XHPFRT-FM
- El Fuerte, Sinaloa; Mexico;
- Frequency: 95.3 FM
- Branding: La Morrita

Programming
- Format: Regional Mexican

Ownership
- Owner: Luz Network; (Energía Radial en Comunicación, S.A. de C.V.);
- Sister stations: XHMSL-FM Los Mochis

History
- First air date: January 2019
- Call sign meaning: El Fuerte

Technical information
- Licensing authority: CRT
- Class: AA
- ERP: 6 kW
- HAAT: −1.6 m (−5.2 ft)
- Transmitter coordinates: 26°25′14″N 108°37′11″W﻿ / ﻿26.42056°N 108.61972°W

Links
- Webcast: Listen live
- Website: luznoticias.mx

= XHPFRT-FM =

Radio station in El Fuerte, Sinaloa, Mexico

XHPFRT-FM is a radio station on 95.3 FM in El Fuerte, Sinaloa, Mexico.
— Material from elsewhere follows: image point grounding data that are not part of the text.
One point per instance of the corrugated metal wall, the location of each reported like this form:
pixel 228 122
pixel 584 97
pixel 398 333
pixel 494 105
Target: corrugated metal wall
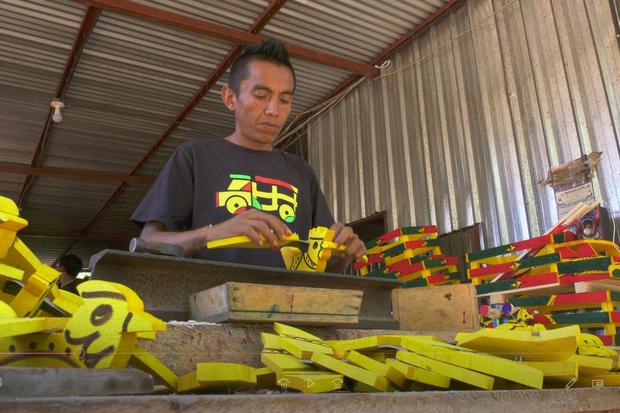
pixel 472 113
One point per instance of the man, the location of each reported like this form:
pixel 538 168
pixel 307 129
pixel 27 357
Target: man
pixel 70 266
pixel 241 185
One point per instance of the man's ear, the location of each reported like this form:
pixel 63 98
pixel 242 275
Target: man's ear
pixel 228 97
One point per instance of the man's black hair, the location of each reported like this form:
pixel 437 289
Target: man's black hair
pixel 71 263
pixel 270 50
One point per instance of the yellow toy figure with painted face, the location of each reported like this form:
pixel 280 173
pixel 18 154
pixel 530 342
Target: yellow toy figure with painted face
pixel 101 334
pixel 320 247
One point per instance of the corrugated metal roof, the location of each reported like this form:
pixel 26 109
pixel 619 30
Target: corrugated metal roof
pixel 472 114
pixel 132 80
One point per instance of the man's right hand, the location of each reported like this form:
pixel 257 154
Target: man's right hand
pixel 259 226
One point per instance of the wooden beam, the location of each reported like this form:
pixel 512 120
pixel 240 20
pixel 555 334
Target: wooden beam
pixel 82 174
pixel 385 53
pixel 90 18
pixel 76 236
pixel 259 23
pixel 168 18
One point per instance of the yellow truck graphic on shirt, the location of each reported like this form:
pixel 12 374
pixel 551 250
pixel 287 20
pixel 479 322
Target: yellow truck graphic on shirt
pixel 264 194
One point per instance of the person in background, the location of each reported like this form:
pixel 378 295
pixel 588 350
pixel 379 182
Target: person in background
pixel 240 184
pixel 70 266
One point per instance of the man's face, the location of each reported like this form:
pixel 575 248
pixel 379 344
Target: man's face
pixel 263 104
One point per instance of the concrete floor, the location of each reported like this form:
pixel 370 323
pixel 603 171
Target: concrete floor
pixel 506 401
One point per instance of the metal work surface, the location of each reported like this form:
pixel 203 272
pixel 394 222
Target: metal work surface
pixel 472 114
pixel 165 283
pixel 506 401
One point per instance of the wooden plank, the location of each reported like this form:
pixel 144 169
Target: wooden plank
pixel 602 285
pixel 268 303
pixel 290 318
pixel 438 308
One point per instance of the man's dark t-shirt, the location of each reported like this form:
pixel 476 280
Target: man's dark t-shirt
pixel 207 182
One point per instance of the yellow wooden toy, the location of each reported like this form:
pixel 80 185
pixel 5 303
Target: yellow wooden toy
pixel 209 376
pixel 311 382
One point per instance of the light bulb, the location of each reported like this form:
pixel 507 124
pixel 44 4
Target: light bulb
pixel 57 104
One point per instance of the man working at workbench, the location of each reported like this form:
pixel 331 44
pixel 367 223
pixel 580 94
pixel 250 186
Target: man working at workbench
pixel 241 185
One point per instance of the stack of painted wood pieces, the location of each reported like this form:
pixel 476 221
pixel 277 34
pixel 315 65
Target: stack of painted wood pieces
pixel 412 255
pixel 509 357
pixel 565 356
pixel 545 261
pixel 597 312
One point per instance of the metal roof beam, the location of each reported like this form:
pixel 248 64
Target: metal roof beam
pixel 81 174
pixel 168 18
pixel 258 24
pixel 90 18
pixel 390 50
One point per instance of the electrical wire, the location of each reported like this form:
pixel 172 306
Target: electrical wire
pixel 317 110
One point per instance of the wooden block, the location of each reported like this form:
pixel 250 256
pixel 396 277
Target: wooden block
pixel 243 302
pixel 356 373
pixel 483 363
pixel 391 373
pixel 311 382
pixel 420 375
pixel 601 285
pixel 29 382
pixel 217 376
pixel 288 331
pixel 283 362
pixel 437 308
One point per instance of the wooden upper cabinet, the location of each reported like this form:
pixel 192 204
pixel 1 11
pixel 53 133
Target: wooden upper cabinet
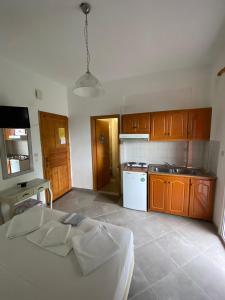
pixel 136 123
pixel 169 126
pixel 199 124
pixel 158 126
pixel 178 195
pixel 201 198
pixel 177 123
pixel 157 193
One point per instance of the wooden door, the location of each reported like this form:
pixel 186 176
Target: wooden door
pixel 136 123
pixel 178 195
pixel 199 124
pixel 157 193
pixel 56 152
pixel 102 152
pixel 201 199
pixel 159 126
pixel 177 125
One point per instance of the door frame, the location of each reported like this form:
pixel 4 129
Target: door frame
pixel 42 113
pixel 94 148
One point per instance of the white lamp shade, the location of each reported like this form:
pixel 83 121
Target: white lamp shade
pixel 88 86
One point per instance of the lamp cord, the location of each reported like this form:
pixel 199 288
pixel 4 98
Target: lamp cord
pixel 86 43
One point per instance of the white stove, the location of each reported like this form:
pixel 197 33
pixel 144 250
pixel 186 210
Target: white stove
pixel 137 164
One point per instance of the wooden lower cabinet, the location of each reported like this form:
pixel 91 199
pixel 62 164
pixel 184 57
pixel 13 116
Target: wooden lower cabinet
pixel 182 196
pixel 178 195
pixel 201 199
pixel 169 194
pixel 157 193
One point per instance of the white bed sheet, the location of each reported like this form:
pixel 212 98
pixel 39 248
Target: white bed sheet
pixel 30 272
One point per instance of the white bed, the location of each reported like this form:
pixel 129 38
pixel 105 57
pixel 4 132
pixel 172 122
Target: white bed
pixel 30 272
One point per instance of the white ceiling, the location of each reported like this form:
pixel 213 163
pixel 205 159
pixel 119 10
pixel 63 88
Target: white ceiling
pixel 127 37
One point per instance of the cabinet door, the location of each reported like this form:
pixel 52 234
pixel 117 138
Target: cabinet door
pixel 178 195
pixel 136 123
pixel 199 124
pixel 201 199
pixel 158 126
pixel 177 125
pixel 157 193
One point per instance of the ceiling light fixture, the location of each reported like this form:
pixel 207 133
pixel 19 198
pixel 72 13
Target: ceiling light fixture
pixel 87 85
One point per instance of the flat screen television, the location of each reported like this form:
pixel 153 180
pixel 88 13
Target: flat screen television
pixel 14 117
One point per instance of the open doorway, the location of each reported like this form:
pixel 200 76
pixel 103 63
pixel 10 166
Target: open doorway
pixel 105 154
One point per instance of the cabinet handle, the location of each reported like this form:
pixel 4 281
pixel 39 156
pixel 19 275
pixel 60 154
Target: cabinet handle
pixel 26 194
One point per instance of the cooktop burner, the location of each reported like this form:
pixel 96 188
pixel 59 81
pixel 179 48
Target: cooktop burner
pixel 137 164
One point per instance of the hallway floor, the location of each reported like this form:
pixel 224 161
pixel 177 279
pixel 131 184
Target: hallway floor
pixel 112 187
pixel 175 257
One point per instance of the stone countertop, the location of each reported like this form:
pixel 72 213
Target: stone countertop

It is owned by Luz Network and known as La Morrita with a regional Mexican format.

==History==
XHPFRT was awarded in the IFT-4 radio auction of 2017 and signed on in January 2019. The station's launch returned local radio to El Fuerte after a 34-year absence. The prior local station in El Fuerte, XEORF, relocated its studios to Los Mochis in 1985, though the transmitter remained in El Fuerte.